When you love someone who is serving in the military, inevitably there will be separations. Long or short, they can be rough. A little less than a year after we became a couple, the husband was deployed to Afghanistan. That was both the longest and shortest year of my life. I felt a weird paradox where the days dragged on, but the moments quickly slipped away. That year had some huge moments including an R&R wedding and a baby born en route to moving home to my parents, but those are all stories for another day.

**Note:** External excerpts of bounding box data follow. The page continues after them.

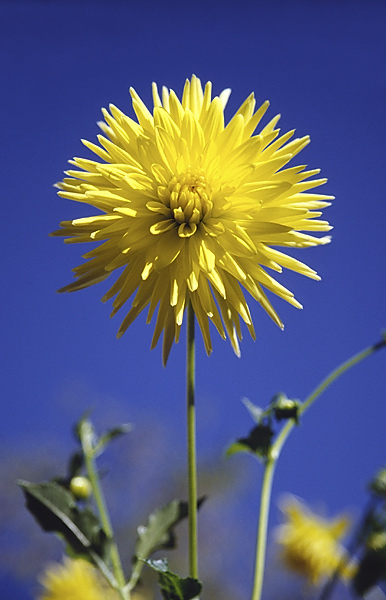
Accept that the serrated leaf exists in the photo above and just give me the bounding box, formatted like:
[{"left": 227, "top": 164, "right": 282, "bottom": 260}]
[
  {"left": 226, "top": 424, "right": 274, "bottom": 460},
  {"left": 130, "top": 498, "right": 205, "bottom": 589},
  {"left": 146, "top": 559, "right": 202, "bottom": 600},
  {"left": 19, "top": 481, "right": 108, "bottom": 558},
  {"left": 135, "top": 500, "right": 188, "bottom": 559}
]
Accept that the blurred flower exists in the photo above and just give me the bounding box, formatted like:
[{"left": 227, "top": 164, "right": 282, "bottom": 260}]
[
  {"left": 53, "top": 76, "right": 331, "bottom": 364},
  {"left": 276, "top": 496, "right": 354, "bottom": 585},
  {"left": 39, "top": 557, "right": 118, "bottom": 600}
]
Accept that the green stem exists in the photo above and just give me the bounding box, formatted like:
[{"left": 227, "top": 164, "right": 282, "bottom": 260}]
[
  {"left": 80, "top": 421, "right": 130, "bottom": 600},
  {"left": 186, "top": 303, "right": 198, "bottom": 579},
  {"left": 252, "top": 458, "right": 276, "bottom": 600},
  {"left": 251, "top": 337, "right": 386, "bottom": 600}
]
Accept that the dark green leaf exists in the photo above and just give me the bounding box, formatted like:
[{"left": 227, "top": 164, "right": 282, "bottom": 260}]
[
  {"left": 130, "top": 498, "right": 205, "bottom": 589},
  {"left": 146, "top": 559, "right": 202, "bottom": 600},
  {"left": 135, "top": 500, "right": 188, "bottom": 559},
  {"left": 226, "top": 424, "right": 274, "bottom": 459},
  {"left": 19, "top": 481, "right": 107, "bottom": 557},
  {"left": 352, "top": 550, "right": 386, "bottom": 596}
]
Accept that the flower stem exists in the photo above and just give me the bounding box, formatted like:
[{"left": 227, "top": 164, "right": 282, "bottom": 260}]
[
  {"left": 251, "top": 336, "right": 386, "bottom": 600},
  {"left": 80, "top": 421, "right": 130, "bottom": 600},
  {"left": 252, "top": 457, "right": 276, "bottom": 600},
  {"left": 186, "top": 302, "right": 198, "bottom": 579}
]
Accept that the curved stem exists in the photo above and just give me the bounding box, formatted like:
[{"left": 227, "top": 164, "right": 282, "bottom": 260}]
[
  {"left": 251, "top": 336, "right": 386, "bottom": 600},
  {"left": 80, "top": 421, "right": 130, "bottom": 600},
  {"left": 252, "top": 458, "right": 276, "bottom": 600},
  {"left": 271, "top": 338, "right": 386, "bottom": 458},
  {"left": 186, "top": 303, "right": 198, "bottom": 579}
]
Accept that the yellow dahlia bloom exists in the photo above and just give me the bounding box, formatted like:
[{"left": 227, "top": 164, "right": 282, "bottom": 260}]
[
  {"left": 53, "top": 76, "right": 331, "bottom": 363},
  {"left": 39, "top": 558, "right": 118, "bottom": 600},
  {"left": 276, "top": 496, "right": 354, "bottom": 585}
]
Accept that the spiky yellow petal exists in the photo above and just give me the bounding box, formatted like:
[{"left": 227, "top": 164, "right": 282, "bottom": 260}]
[{"left": 53, "top": 75, "right": 331, "bottom": 362}]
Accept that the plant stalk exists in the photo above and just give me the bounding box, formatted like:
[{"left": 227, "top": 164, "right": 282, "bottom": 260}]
[
  {"left": 251, "top": 336, "right": 386, "bottom": 600},
  {"left": 186, "top": 302, "right": 198, "bottom": 579},
  {"left": 80, "top": 423, "right": 130, "bottom": 600}
]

After making it through a deployment, I cockily believed that any separation shorter would be a piece of cake, but I soon found myself eating those thoughts.  This summer we had a relatively short separation, in military terms, but it too held its own set of hardships.  During the deployment, we had regular communication; I was spoiled by phone calls, emails, and even the occasional Skype session, but for the month long separation this summer all we had were good old snail mail letters. The day that my husband had to turn in his phone and say goodbye, I was sitting at a pediatric neurologists office, learning that my son had potentially suffered a stroke or else had another {also totally scary sounding} issue with his brain. How do I tell my husband news like that over the phone in a 5 minute conversation, especially when we had to wait a month for an MRI that would give us the answers. I guess you just keep calm and carry on, but believe me, for that month of uncertainty, all I wanted was to tell my husband my fears and anxieties and have him reassure me. Instead, I spent the month trying not to drive myself crazy and my son and I spent the month keeping as busy as possible.

Photobucket

Often I downplay the hardships of shorter separations. I don‘t want to be told to put on my big girl panties or seem weak and needy.  I know that I am capable of thriving on my own, but that doesn't mean I have to love doing it! Long or short, it is hard to be apart from the person with whom I've built a family, but such is the life of a military wife. Thank goodness for all the amazing people I've met along the way who keep me sane in this world of insanity!
mcdancing through life

3 kind comments from you:

Jenn said...

Oh my goodness!!! I cannot even imagine how long that month must have seemed when you had such nerve-wracking news to share. Sometimes I hear something that I want to share so badly, but then I realize that the only person whose reaction I care about is Steve's, and I can't really do much besides send an email and wait... It's very frustrating. Glad you've got a great support system!

Angela said...

Congrats to Chambanachik - This week's Blog of the Week over on Blog Mommas! Drew your name right out of my blog box! Enjoy...

Unknown said...

Any amount of time separated can be hard.